Currently you’re a Communications and Marketing Specialist at Toronto Metropolitan University? Can you give me a ‘day in the life’?
Every day is really different. I could start my morning prepping a media release, or reading a release and reaching out to journalists to cover a report or event that we’re doing. Then maybe proofreading a newsletter that somebody wrote, putting up something on social media or coordinating the execution of the communications plan. I will say even though every day is different a lot of my time is spent on strategic planning and writing.
What if someone out there wants to make a career switch into an industry similar to yours. What would be your advice?
You might want to make a plan, and that would be great. But as you learn and discover new things on your journey, be prepared to readjust as you go along. The whole thing might seem daunting at first, but just focus on taking the first step: whether it’s booking an information call for a course you’re interested in, or talking to someone in the field. If you do plan on going back to school full time, it might help to have a financial plan and know how you’re going to manage that. But don’t cut corners – commit yourself to getting the best training out there so you don’t hit any walls later on. If you’re not sure, do some volunteer work with some nonprofits and see how you like it.
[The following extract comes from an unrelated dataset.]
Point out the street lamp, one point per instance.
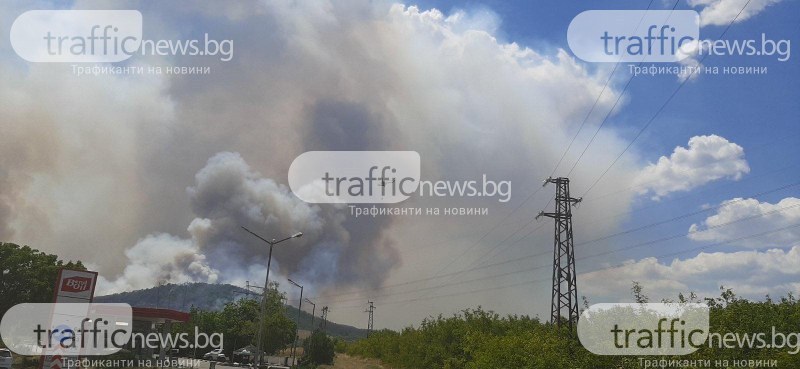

Do you have any advice or feedback for the people that are thinking about making a career switch but also face discouragement from others or pressure from society?
I think it’s important to trust yourself. Know that any negative opinions coming from other people is most likely a projection of how they feel or how they view life. Usually those people who have strong negative opinions are those who actually have been thinking about it, but can’t make it happen. A lot of people are projecting that onto you, and it’s happened to me a lot. My advice would be to keep your head down and keep moving forward.